The possibility of a cashless society is a hot topic in everyone’s minds. The idea of a fully cashless society is beginning to look much more possible, thanks to the inroads made by several economies. Cash on delivery remains dominant in India, while on the other hand, fintech and the digital landscape in India continues to heat up. With constant changes on each end, publications such as The New York Times are asking the question: will we see the end of physical money in the near future? Technology allows for many beneficial changes, including better financial education but will it erase and redefine our definition of money as we know it?
The Remaining Need For Cash In Society
Although the markets continue to innovate and introduce cashless forms of payment, including the more recent cryptocurrency, the defining answer lies in whether consumers want to go completely cashless. It is true that consumers have embraced the new forms of payment. In the 2018 Pitney Bowes Global E-commerce Study, 94 percent of Indian consumers were shopping online. However, this has not necessarily translated to a preference for online payments, since consumers continue to battle with worries surrounding the security of cashless payments. There is also the automatic barrier that has been created by technology amongst the older and lower income portion of the population: those that are less likely to access and be up to date with technological advances.

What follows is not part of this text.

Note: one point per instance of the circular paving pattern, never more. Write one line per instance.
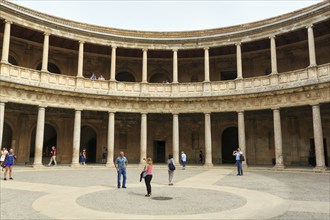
(164, 201)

Availability And Accessibility Continues To Play A Role
Based on a recent survey by Cardtronics, over 60 percent of consumers indicated that cash is the most available form of payment to them, with this number jumping to 90 percent for those without a bank account. In India, this point is particularly poignant, since over 80 percent of the population have bank accounts, but many of them do not utilize their services regularly or to the full extent. In fact, when it comes to one of the most common payments, salaries, only 22 percent of workers in India receive non-cash payment, according to World Bank Global Findex. There is also a larger portion of the population that remains digitally challenged, mainly seniors, who make up 8.6 percent of the population. Financial literacy will play a large part in solving this and in helping all consumers to understand their financial options, including the proper usage of consumer finance and credit tools when it comes to financing credit purchases and managing the payments and interest due afterwards.
Security Concerns May Trump The Superiority Of Going Cashless
There is much to be said about the benefits of cashless forms of payment. Debit cards, payment apps and digital wallets can have great benefits for the consumers, merchants and the economy overall. Not only does it reduce the costs associated with handling money (think transaction costs), it also reduces crime, thanks to increased in-person security. Another major argument for a cashless society continues to be its ability to transcend international boundaries in terms of currency exchanges and differences. Here is the history of Indian currency and its evolution.
However, digitalized payments also open up a new realm of risks, such as those posed to the security of personal data, including direct access to bank accounts, personal information and even employment details. Thanks to this, identity theft and cyber crime continue to attract increasing concern in India, and consumers are taking note.
However, economies such as The United Kingdom and India continue to push ahead with plans for a cashless society. More recently, we have seen the technology behind contactless payments take hold in India. As both sides continue to forge ahead, one thing is certain. The road to a cashless society in India will be a long one, and while it may happen eventually, there are definitely a few vital barriers that need to be overcome.